The active vibration reduction technology has become an effective method and an important development direction for reducing vibration and noise of ships due to the advantages of strong adaptability, good control effect, low energy consumption and the like. The basic principle of the technology is to control vibration by vibration, namely, an actuator is arranged at a non-node position of a main mode of a ship body, and real-time adjustment is carried out by a controller on the basis of a feedback signal of a sensor, so that the vibration response of an active control force generated by the actuator at a key part is equal to the amplitude of the ship body vibration caused by an external disturbance excitation force and opposite in phase, and thus vibration cancellation is realized.
In the active vibration reduction system of the ship, because the vibration sources are more and distributed discretely, the number of required sensors and actuators is larger. On one hand, the use of too many sensors and actuators will cause the control system to become too complex and even affect the performance and stability of the control system; on the other hand, the sensor and the data acquisition and processing system matched with the sensor, and the actuator and the driving power supply of the actuator are high in cost. Therefore, it is desirable to reduce the number of sensors and actuators as much as possible and realize position optimization by a certain optimization method, and effectively reduce the scale of the whole control system under the condition of ensuring that the global vibration reduction effect of the system is basically unchanged.

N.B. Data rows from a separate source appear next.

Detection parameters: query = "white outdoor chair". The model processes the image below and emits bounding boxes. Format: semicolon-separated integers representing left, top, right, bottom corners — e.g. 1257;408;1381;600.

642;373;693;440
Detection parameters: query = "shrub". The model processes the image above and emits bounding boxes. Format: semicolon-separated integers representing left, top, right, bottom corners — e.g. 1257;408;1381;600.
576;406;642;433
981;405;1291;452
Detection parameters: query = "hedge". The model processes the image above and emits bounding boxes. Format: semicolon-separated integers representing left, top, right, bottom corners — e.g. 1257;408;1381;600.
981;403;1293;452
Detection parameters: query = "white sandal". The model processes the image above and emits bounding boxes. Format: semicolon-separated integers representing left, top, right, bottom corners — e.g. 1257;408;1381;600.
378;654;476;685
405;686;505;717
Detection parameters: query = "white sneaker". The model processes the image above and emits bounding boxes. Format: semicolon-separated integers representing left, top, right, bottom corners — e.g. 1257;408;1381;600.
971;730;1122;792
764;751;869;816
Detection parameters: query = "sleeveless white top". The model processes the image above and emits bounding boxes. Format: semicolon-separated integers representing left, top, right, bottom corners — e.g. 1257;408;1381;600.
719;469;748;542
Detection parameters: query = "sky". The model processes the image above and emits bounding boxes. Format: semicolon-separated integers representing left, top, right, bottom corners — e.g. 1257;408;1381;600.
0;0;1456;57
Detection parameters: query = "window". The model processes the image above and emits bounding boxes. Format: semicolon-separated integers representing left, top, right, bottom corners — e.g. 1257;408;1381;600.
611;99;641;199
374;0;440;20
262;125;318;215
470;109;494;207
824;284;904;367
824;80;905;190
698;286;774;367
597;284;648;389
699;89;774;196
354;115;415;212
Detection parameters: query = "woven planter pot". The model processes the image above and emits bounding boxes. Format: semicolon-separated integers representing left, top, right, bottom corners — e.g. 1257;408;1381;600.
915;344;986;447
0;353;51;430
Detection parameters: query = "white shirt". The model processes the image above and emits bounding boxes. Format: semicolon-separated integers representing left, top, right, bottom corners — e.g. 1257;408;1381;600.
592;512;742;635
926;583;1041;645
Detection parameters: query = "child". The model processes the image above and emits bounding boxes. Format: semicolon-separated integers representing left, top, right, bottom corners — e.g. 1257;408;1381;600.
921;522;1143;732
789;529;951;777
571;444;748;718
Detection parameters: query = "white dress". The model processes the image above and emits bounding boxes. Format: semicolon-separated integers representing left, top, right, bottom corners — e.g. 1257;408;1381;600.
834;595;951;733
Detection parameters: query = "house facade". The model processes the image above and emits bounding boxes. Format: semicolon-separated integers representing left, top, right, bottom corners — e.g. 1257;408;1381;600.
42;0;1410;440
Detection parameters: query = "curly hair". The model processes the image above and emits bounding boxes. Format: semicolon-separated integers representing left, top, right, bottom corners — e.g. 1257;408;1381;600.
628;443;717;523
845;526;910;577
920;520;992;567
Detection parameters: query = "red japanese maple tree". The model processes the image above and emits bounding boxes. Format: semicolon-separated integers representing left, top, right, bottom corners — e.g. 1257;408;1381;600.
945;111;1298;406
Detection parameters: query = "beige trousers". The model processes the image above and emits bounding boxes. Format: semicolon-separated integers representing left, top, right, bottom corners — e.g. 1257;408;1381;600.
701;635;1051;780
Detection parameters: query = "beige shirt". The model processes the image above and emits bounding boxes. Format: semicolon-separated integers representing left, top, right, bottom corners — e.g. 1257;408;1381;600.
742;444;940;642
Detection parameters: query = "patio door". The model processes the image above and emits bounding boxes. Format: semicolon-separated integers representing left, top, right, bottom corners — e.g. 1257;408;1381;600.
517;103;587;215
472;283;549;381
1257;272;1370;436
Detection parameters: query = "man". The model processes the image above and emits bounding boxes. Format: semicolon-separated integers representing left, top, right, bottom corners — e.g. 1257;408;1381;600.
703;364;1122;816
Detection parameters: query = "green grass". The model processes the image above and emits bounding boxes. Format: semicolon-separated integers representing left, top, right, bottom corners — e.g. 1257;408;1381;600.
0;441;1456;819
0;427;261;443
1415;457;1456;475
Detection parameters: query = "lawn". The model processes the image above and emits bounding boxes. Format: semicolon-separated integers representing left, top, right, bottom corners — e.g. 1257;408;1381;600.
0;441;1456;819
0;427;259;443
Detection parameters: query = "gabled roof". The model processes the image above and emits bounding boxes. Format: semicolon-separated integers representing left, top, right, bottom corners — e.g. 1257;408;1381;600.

At present, relevant documents realize the position optimization of an actuator and a sensor in an active vibration damping system through an optimization method. For example, s.j.elliott et al investigated the optimization problem of actuator (speaker) position in an active noise reduction system using genetic algorithms. In China, the optimum arrangement of actuators in an active vibration damping system is studied by using a genetic algorithm. D.e.heverly II investigated the effect of simulated annealing optimization methods in active damping systems in determining optimal position. In the above studies, the position of the actuator was optimized on the premise that the number of sensors was artificially fixed, and the sensors were not optimally arranged. The other part of research is that the position of the sensor is optimized on the premise that the number of the actuators is artificially fixed, and the actuators are not optimally configured. The land rank and the like firstly perform actuator position optimization and then perform sensor position optimization by steps, and a unified framework of multi-actuator and sensor optimization design is established, so that the purposes of optimizing the positions of the actuators in the system and reducing the number of the sensors are achieved. The research needs to be divided into two relatively independent steps to complete the optimization work, and the optimization result is difficult to ensure to be a global optimal solution due to the two steps. In summary, the existing optimal configuration method mostly gives the number of actuators and sensors, and how to determine the optimal number of actuators/sensors is still a relatively difficult problem.
Disclosure of Invention
The invention aims to provide a method for simultaneously optimizing the number and the positions of sensors and actuators in an active vibration reduction system.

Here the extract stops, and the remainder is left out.